Um dos desafios do trabalho era separar o que era efeito do armamento do de outros aspectos. Para isso, controlaram as cidades pelo número de habitantes, porcentagem de jovens entre 15 e 29 anos, PIB per capita municipal e transferências do governo federal.
No estado de São Paulo, dados do Infocrim sobre número de inquéritos, prisões em flagrante e total de detenções também foram usados para eliminar a interferência de outros efeitos policiais.
Estudos clássicos, como o do economista americano Steven Levitt, associam o policiamento à redução de crimes, mas os economistas da FGV queriam isolar o impacto do porte de armas.
A pesquisa também indica que não houve migração dos crimes para as cidades vizinhas. Embora não estabeleça relação de causa e efeito, os dados indicam que um dos canais pode ser o maior poder que guardas armados têm de prender suspeitos em flagrante e, com isso, impedir que eles concretizem o crime.
TIRO PELA CULATRA
A decisão a ser tomada por um município não é trivial, porém, na avaliação da especialista em política pública de segurança Melina Risso, diretora de Programa do Instituto Igarapé: “Dar a arma e deixar que o policial se vire é uma irresponsabilidade”.
Um dos problemas é que policiais armados acabam se tornando alvos de criminosos.
“O alto número de mortes no horário de folga mostra que, mesmo para um policial treinado, a arma não adianta nada quando ele é pego de surpresa.”
“É preciso treinamento, controle, ouvidoria, acompanhar o número de disparos efetuados e ter estratégias para quando o policial se envolve nessas situações de disparo. Se não, pode ser um tiro pela culatra.”
As guardas metropolitanas armadas estão submetidas a controle rigoroso pela Polícia Federal, segundo o secretário municipal de Segurança de Vinhedo (região metropolitana de Campinas), Sidney Juarez Alonso, responsável pelos 88 guardas hoje em atividade na cidade.
“Fui policial civil por 30 anos e acho que a guarda municipal hoje é mais qualificada: precisa passar por 80 horas de requalificação todos os anos, e ser aprovada em testes.”
O treinamento anual inclui direitos humanos, defesa pessoal e tiro. De dois em dois anos, há avaliação psicológica.
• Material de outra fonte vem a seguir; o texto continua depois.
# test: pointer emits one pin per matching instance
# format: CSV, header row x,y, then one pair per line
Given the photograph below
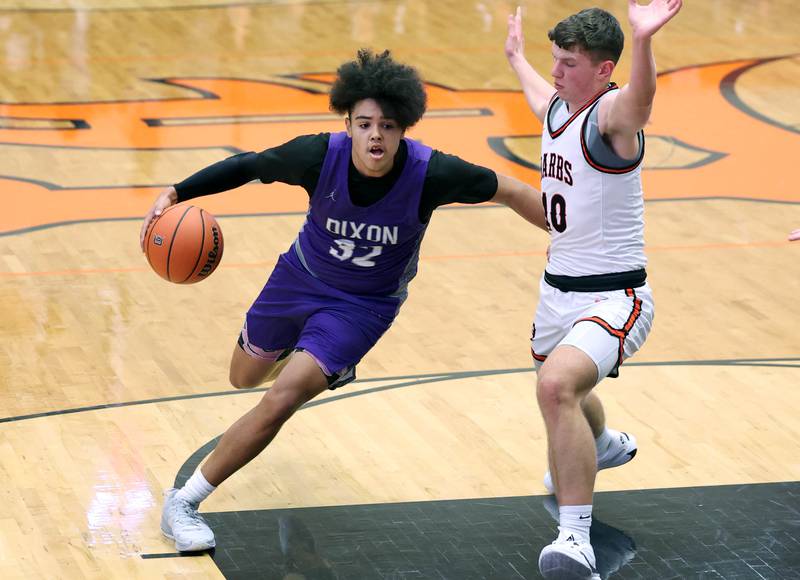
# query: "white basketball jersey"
x,y
592,198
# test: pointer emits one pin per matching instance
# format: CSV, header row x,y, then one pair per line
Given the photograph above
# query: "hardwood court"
x,y
113,383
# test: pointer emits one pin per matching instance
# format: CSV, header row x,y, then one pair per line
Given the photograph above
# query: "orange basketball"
x,y
184,244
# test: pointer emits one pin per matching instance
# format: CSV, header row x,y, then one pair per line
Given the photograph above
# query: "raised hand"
x,y
515,41
647,19
164,200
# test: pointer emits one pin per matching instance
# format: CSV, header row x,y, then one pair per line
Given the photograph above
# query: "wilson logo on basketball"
x,y
212,255
112,158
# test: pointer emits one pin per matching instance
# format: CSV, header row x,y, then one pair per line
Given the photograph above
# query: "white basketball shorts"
x,y
608,326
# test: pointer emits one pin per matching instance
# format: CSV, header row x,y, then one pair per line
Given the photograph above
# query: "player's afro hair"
x,y
396,87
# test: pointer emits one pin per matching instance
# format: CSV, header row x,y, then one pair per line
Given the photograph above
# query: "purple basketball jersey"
x,y
370,250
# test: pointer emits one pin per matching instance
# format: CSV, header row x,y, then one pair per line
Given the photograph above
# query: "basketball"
x,y
184,244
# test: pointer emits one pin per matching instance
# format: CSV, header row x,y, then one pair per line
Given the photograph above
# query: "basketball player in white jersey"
x,y
595,307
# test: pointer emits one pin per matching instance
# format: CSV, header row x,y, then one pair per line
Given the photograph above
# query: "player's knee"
x,y
553,393
244,380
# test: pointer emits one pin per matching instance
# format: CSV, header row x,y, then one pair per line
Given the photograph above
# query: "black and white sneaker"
x,y
569,557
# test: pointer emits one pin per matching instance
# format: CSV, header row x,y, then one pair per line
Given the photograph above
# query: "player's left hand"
x,y
648,19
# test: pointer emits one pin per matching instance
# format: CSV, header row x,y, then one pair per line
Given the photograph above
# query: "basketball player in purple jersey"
x,y
595,306
339,286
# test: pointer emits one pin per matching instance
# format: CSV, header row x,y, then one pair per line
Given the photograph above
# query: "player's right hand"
x,y
165,199
515,41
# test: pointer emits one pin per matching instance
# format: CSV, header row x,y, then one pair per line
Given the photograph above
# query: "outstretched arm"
x,y
522,198
630,111
537,90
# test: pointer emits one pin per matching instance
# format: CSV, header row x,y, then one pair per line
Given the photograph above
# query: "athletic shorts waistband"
x,y
597,282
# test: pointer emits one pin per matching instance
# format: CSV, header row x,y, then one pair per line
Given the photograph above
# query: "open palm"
x,y
647,19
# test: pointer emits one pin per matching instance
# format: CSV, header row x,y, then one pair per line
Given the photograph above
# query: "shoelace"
x,y
186,514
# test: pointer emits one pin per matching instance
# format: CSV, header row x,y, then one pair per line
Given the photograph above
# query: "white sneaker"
x,y
569,557
181,522
620,452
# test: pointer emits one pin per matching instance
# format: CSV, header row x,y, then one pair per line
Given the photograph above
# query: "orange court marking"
x,y
690,107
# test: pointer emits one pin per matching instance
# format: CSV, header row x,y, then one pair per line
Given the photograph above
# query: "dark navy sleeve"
x,y
297,162
450,179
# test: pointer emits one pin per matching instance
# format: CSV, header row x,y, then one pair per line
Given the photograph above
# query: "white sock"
x,y
196,488
576,518
604,441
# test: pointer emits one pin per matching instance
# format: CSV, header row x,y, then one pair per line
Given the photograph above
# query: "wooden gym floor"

Além disso, o depósito de armas precisa ter cofre forte, lugar próprio para manuseio do armamento e controle dos revólveres, pistolas e munição.
“Algumas cidades têm muita carência de policiais civis e militares, e as guardas civis têm preenchido bem esse espaço. É gente que vive na cidade, conhece todo mundo e faz um patrulhamento mais efetivo.”
Outros municípios, como Marília (no centro-oeste paulista, a 450 km da capital), optaram por soluções diferentes. Observatório de Segurança da cidade chegou a cogitar a criação de uma guarda municipal armada, mas a prefeitura acabou fazendo um convênio com a Polícia Militar, num projeto que inclui a supervisão por câmeras e monitoramento intensivo pelos policiais.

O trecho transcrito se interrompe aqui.